2016-17 Catalog

Energy Systems Engineering (ESE)

Courses

ESE 401 Energy Generation 3 Credits

This course provides an overview of the different methods of generating electricity, such as turbine driven electrochemical generators, fuel cells, photovoltaics, and thermoelectric devices. Topics include the combustion of fossil fuels (coal, natural gas, and oil), nuclear fission and fusion, and renewable resources (solar, wind, hydro, tidal, and geothermal sources). Sustainability, energy efficiency issues, as well as public interest and policy drivers are also addressed.

ESE 402 Transmission & Distribution: Smart Grid 3 Credits

This course provides an overview of modern power transmission and distribution systems. Topics include transformer technology, transmission grids, load management, distribution optimization, power supply reliability, and infrastructure systems. Security and deregulation issues are also addressed.

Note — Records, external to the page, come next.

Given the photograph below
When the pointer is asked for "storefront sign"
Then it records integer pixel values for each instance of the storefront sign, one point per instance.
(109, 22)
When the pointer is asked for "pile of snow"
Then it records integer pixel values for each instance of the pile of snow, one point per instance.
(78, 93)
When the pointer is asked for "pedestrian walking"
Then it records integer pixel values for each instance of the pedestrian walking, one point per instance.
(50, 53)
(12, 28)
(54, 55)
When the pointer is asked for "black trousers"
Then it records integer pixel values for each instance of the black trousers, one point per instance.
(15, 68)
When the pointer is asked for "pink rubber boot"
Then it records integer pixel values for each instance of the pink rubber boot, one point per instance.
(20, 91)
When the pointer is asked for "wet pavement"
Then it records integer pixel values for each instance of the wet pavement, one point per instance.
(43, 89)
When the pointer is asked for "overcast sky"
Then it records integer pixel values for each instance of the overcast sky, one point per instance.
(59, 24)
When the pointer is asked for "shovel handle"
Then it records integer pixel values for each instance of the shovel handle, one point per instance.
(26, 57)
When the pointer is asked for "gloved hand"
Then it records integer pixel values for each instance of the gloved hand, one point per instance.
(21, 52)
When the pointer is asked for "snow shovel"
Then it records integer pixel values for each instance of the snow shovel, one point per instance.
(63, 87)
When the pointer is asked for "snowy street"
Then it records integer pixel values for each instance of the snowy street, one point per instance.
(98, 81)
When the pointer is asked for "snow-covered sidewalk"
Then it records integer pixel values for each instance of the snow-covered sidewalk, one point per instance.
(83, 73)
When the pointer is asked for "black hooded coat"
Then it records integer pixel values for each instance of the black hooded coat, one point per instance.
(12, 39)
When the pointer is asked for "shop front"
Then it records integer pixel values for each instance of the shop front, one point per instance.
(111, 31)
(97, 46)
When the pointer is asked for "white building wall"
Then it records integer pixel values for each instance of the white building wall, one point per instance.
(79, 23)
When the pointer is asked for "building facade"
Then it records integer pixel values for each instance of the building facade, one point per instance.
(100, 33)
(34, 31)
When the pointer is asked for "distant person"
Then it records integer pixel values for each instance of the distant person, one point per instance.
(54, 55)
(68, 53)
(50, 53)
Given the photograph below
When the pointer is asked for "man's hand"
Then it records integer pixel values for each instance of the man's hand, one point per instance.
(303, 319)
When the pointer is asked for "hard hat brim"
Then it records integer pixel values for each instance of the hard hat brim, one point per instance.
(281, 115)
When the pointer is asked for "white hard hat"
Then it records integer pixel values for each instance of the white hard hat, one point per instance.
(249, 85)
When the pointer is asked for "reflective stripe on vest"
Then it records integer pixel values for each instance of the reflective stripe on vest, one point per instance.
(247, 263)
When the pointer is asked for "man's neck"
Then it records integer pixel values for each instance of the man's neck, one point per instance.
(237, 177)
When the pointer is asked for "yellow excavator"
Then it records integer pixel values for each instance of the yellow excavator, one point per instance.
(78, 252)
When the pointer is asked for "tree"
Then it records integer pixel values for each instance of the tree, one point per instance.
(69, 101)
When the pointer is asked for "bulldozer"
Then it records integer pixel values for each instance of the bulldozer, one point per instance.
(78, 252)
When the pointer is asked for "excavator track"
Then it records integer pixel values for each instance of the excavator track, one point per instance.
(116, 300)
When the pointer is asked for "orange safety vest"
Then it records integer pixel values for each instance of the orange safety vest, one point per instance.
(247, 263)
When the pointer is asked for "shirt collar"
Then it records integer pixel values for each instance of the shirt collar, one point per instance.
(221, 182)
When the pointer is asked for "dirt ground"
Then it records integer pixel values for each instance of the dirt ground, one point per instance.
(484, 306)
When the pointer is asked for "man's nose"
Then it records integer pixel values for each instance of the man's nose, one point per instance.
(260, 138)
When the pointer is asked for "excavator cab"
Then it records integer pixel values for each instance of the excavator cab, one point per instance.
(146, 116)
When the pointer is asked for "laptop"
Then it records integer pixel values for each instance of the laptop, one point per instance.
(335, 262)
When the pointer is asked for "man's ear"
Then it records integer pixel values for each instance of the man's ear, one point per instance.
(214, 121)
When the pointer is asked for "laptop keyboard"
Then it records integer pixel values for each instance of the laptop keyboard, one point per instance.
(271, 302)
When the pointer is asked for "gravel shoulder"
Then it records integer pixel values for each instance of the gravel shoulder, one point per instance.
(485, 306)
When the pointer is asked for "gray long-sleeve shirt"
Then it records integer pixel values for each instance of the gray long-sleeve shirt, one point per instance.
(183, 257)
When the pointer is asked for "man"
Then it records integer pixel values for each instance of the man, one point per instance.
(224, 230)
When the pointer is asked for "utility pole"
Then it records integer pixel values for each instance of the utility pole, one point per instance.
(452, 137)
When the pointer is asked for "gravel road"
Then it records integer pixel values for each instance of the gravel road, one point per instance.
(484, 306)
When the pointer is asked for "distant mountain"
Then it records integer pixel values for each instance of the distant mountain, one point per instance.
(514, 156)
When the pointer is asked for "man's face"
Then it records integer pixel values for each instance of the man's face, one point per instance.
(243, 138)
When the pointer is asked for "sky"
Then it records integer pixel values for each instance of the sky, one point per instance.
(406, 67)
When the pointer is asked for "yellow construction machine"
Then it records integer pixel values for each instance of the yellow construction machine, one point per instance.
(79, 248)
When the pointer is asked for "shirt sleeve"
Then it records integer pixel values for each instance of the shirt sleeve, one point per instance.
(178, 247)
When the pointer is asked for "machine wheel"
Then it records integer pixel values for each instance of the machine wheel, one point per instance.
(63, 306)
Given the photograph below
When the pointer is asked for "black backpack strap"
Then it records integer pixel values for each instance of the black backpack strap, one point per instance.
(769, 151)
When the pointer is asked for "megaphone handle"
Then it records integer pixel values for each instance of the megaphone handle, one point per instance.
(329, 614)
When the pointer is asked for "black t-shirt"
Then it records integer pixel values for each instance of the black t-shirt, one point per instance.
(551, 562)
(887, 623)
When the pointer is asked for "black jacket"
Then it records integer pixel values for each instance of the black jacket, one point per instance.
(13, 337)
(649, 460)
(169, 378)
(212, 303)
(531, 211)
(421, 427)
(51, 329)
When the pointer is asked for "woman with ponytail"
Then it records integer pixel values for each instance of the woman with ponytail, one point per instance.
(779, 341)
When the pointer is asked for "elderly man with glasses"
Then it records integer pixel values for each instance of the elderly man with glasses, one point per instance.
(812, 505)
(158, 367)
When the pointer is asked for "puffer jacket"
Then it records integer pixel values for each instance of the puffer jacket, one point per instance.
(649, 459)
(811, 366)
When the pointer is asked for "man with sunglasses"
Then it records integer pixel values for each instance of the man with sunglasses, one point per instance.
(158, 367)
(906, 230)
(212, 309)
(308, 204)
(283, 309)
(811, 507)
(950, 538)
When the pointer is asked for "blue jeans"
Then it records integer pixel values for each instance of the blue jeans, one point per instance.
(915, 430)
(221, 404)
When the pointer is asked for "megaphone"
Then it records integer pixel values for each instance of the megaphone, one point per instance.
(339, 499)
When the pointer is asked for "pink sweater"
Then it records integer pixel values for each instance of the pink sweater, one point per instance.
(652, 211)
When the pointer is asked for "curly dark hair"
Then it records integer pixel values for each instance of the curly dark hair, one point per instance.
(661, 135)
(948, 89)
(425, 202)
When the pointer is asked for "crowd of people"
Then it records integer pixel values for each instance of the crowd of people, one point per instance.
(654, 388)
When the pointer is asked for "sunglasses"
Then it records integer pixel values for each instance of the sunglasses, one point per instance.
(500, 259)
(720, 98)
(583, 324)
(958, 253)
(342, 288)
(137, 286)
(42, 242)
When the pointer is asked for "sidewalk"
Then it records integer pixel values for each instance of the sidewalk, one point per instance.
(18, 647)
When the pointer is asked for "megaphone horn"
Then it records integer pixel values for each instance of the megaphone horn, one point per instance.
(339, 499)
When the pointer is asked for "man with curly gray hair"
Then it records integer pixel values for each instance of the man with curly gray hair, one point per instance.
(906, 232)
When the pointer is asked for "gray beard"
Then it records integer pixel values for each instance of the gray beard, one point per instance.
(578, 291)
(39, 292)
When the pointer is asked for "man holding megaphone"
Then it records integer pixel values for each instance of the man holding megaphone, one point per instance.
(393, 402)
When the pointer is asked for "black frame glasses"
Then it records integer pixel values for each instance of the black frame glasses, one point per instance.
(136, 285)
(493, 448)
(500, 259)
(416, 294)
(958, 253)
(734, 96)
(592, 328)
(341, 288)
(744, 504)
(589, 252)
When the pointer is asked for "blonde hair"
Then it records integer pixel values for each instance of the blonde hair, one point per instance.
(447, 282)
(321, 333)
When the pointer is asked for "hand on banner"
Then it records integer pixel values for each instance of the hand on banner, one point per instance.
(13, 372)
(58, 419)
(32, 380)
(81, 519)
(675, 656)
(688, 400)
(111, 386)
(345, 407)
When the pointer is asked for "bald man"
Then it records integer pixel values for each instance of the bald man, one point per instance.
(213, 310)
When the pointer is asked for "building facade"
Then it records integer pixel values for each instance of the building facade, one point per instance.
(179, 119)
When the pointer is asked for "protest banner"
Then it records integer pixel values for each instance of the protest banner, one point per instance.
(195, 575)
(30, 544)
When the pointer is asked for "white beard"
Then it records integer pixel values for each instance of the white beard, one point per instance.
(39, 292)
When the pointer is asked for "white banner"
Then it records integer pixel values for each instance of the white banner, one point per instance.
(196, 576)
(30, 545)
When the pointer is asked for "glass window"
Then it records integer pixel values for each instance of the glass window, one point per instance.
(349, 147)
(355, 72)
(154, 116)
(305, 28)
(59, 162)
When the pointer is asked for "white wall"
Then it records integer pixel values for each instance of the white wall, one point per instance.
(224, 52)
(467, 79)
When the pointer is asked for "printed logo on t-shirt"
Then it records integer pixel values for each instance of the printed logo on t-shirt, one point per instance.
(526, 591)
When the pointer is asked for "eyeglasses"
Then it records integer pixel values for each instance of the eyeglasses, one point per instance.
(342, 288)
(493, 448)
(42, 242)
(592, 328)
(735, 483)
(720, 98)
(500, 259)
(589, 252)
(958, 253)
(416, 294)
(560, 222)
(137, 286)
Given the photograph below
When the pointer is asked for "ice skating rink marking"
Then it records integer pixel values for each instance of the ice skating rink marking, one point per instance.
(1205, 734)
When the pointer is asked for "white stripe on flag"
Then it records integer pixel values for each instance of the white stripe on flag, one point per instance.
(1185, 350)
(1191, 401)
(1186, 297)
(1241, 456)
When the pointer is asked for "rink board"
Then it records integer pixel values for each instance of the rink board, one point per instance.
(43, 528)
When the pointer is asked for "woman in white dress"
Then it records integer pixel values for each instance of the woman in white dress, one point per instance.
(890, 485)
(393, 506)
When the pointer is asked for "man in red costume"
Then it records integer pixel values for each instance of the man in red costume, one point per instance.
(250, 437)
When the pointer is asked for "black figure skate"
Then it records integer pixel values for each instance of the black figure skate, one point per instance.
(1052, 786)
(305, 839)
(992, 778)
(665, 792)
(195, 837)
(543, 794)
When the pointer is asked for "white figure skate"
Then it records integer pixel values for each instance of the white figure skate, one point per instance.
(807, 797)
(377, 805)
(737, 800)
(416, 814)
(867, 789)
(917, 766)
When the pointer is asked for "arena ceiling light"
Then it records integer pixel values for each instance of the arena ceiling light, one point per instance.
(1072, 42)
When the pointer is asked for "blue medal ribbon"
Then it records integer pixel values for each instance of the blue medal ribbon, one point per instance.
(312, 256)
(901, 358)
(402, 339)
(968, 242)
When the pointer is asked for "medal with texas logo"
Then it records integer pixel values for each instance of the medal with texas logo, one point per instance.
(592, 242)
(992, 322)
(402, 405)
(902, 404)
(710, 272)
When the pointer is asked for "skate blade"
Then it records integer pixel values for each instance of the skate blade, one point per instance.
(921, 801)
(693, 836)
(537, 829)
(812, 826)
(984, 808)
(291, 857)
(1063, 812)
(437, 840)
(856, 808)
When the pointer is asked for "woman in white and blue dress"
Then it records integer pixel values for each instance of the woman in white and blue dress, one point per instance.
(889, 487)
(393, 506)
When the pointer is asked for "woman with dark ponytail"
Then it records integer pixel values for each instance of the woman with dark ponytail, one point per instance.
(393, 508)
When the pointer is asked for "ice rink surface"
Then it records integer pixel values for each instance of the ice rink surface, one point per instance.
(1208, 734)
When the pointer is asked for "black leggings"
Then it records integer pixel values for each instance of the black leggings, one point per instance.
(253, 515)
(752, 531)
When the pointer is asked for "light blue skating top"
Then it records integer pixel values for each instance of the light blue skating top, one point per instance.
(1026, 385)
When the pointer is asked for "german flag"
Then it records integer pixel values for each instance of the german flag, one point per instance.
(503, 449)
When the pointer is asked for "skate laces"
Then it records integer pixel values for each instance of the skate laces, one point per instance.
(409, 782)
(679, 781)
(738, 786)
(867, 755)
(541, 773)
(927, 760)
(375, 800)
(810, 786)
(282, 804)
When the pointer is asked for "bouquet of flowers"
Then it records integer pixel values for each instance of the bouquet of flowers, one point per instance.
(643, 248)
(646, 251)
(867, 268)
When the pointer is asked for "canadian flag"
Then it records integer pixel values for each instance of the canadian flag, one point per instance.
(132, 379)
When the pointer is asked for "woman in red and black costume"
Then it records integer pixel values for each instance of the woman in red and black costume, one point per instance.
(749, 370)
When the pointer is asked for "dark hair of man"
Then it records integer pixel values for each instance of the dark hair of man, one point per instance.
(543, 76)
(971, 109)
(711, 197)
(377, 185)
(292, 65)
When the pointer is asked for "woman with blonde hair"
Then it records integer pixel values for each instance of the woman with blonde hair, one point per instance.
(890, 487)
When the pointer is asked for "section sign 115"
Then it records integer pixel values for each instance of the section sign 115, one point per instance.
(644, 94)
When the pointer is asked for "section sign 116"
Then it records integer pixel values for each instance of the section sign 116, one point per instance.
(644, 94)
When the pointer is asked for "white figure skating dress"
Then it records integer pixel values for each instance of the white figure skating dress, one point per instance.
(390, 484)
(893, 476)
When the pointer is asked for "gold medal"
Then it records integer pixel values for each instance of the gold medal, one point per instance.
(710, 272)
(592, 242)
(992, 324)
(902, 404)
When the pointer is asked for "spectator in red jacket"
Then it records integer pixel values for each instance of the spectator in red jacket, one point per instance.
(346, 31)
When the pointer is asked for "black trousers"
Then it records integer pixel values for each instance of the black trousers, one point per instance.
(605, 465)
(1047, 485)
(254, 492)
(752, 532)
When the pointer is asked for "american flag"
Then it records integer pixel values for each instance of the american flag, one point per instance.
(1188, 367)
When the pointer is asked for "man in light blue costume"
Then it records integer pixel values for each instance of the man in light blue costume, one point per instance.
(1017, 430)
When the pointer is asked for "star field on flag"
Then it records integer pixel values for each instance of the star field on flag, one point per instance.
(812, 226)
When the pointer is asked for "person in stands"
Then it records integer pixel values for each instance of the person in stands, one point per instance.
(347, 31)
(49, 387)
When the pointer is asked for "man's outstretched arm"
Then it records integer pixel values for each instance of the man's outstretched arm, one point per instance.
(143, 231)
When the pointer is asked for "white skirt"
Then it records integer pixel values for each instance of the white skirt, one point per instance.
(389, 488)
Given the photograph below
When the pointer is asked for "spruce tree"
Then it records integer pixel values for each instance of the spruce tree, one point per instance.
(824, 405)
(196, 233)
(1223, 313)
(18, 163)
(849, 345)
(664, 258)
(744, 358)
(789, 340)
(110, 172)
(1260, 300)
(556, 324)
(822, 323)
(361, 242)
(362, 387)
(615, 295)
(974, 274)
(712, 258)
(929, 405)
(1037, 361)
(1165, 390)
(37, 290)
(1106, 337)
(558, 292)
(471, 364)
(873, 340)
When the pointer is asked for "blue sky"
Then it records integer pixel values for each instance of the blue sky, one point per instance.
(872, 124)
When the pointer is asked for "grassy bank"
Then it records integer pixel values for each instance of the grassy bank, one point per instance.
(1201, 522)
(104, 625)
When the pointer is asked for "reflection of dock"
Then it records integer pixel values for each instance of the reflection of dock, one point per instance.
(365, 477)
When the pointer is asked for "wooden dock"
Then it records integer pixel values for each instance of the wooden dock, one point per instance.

ESE 403 Energy And The Environment 3 Credits

This course provides an overview of the direct and indirect impact of energy generation and transmission technologies on the environment. Topics include global climate change, clean energy technologies, energy conservation, air pollution, water resources, and nuclear waste issues.

ESE 405 Energy Systems Project Management 3 Credits

This course introduces students to the basics of project management in the field of energy systems, which includes the broad spectrum of empirical, theoretical and policy issues of managing the electric power grid, its generation facilities and equipment. This focuses on the key elements of case studies in engineering that focus on the effective project management of tomorrow's intelligent energy system.

ESE 460 Energy Systems Engineering Project 3-6 Credits

A collaborative and intensive study in an area of energysystems engineering, with an emphasis on direct industrial applications. A written report plus a poster presentation or oral presentation is required. Students typically begin this 10 month program in SummerSession II and will graduate spring of the following year with a Master of Engineering degree in energy systems engineering.